Introduction: BRAFV600E mutation (BRAF(mut)) is common in papillary thyroid cancer (PTC), and most patients have an excellent outcome. However, a TERT-promoter mutation (pTERT(mut)) in the presence of BRAF(mut) (BRAF(mut)pTERT(mut)) has been demonstrated to confer a more aggressive behavior to PTC. Lymphocytic infiltration is often present in PTC. In this study, we sought to decipher the relationship between the BRAF and pTERT mutations and immune gene dysregulation in tumor samples from a cohort of 147 samples of PTC. Methods: The abundance of 770 immune gene transcripts was determined by multiprex capture/detection and digital counting of mRNA transcripts using the NanoString nCounter (R) PanCancer Immune Profiling Panel.
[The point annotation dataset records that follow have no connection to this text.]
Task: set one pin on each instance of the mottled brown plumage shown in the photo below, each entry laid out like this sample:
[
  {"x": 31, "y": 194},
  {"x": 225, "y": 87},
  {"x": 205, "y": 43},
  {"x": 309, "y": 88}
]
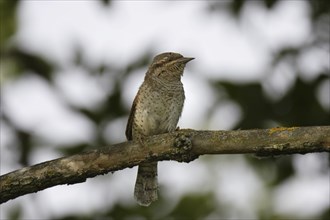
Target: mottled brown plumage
[{"x": 156, "y": 109}]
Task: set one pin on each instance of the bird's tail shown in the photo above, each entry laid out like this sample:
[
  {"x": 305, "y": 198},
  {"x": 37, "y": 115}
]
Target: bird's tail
[{"x": 146, "y": 185}]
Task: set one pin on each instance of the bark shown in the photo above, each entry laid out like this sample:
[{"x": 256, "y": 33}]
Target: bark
[{"x": 183, "y": 146}]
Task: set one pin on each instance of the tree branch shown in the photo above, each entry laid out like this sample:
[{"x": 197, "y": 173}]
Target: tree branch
[{"x": 183, "y": 145}]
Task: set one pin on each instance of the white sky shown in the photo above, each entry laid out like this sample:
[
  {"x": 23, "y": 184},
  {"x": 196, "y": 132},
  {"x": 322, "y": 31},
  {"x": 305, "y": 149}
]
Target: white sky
[{"x": 117, "y": 35}]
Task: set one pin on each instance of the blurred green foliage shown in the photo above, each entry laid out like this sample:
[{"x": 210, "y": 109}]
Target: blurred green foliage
[{"x": 297, "y": 107}]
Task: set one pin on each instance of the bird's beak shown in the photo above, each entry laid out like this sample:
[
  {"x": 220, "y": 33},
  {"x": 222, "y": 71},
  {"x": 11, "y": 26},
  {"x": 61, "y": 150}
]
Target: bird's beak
[{"x": 186, "y": 59}]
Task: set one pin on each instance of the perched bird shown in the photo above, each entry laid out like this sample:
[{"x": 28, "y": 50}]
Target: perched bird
[{"x": 156, "y": 109}]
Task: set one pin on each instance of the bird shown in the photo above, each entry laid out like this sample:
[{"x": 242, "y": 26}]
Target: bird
[{"x": 156, "y": 109}]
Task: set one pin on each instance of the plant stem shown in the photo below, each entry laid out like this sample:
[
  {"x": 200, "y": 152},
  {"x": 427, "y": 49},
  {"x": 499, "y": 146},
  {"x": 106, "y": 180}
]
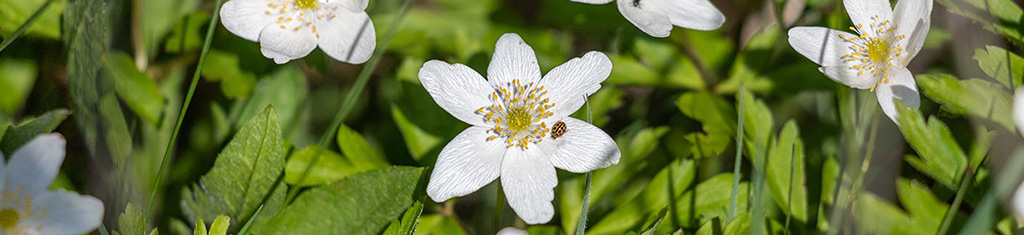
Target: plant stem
[
  {"x": 184, "y": 107},
  {"x": 25, "y": 26}
]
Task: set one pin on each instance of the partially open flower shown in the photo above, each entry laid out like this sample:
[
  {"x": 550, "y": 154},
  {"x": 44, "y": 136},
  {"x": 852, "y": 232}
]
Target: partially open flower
[
  {"x": 655, "y": 17},
  {"x": 26, "y": 204},
  {"x": 291, "y": 29},
  {"x": 520, "y": 126},
  {"x": 876, "y": 57}
]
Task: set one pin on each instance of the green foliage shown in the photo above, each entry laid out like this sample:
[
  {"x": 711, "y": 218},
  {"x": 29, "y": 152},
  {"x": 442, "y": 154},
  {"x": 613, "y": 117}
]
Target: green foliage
[
  {"x": 243, "y": 178},
  {"x": 363, "y": 203}
]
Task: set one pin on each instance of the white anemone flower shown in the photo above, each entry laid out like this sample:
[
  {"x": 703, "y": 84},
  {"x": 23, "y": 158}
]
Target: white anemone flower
[
  {"x": 26, "y": 204},
  {"x": 520, "y": 126},
  {"x": 291, "y": 29},
  {"x": 655, "y": 17},
  {"x": 876, "y": 57}
]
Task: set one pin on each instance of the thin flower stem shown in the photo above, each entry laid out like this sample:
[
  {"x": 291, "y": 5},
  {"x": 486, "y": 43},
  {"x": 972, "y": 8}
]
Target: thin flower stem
[
  {"x": 351, "y": 96},
  {"x": 25, "y": 26},
  {"x": 184, "y": 106},
  {"x": 738, "y": 160},
  {"x": 582, "y": 223}
]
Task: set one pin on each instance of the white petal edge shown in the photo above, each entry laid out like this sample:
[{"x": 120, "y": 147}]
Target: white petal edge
[
  {"x": 457, "y": 88},
  {"x": 247, "y": 17},
  {"x": 528, "y": 180},
  {"x": 34, "y": 165},
  {"x": 349, "y": 37},
  {"x": 596, "y": 2},
  {"x": 902, "y": 86},
  {"x": 286, "y": 44},
  {"x": 649, "y": 20},
  {"x": 1019, "y": 112},
  {"x": 68, "y": 212},
  {"x": 696, "y": 14},
  {"x": 570, "y": 83},
  {"x": 466, "y": 164},
  {"x": 849, "y": 77},
  {"x": 821, "y": 45},
  {"x": 583, "y": 148},
  {"x": 513, "y": 59},
  {"x": 861, "y": 11},
  {"x": 912, "y": 18}
]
Results: We identified 40 immune transcripts differentially expressed in BRAF(mut)pTERT(mut) vs BRAF(mut)pTERT wildtype (pTERT(wt)) (P<0.05). Transcripts induced by BRAF(mut) alone were significantly repressed in BRAF(mut)pTERT(mut) samples, such as genes expressed by lymphoid cells, antigen-presenting cells, and cytotoxic cells, including chemokines, cytokines, checkpoint control proteins, interferon downstream markers, TNF superfamily proteins and BMP markers. A validation analysis using 444 samples from The Cancer Genome Atlas (TCGA) PTC dataset yielded similar results. Deconvolution analysis confirmed differences in the immune cell populations such as increased presence of M2 macrophages in the BRAF(mut)pTERT(mut) Mayo cohort and a lower abundance of M1 macrophages in the BRAF(mut)pTERT(mut) TCGA cohort compared to BRAF(mut)pTERT(wt). Most of the immune gene pathways were enriched in the BRAF(mut)pTERT(wt) tumors in both Mayo and TCGA cohorts but not in BRAF(mut)pTERT(mut). BRAF(mut)pTERT(wt) had higher stromal lymphocytes infiltration as compared to BRAF(wt)pTERT(wt) tumors, corroborating the transcriptomic findings. Discussion: To our knowledge this is the first report of a potential link between TERT and the immune microenvironment, offering an explanation for the aggressive nature of BRAF(mut)pTERT(mut) PTC.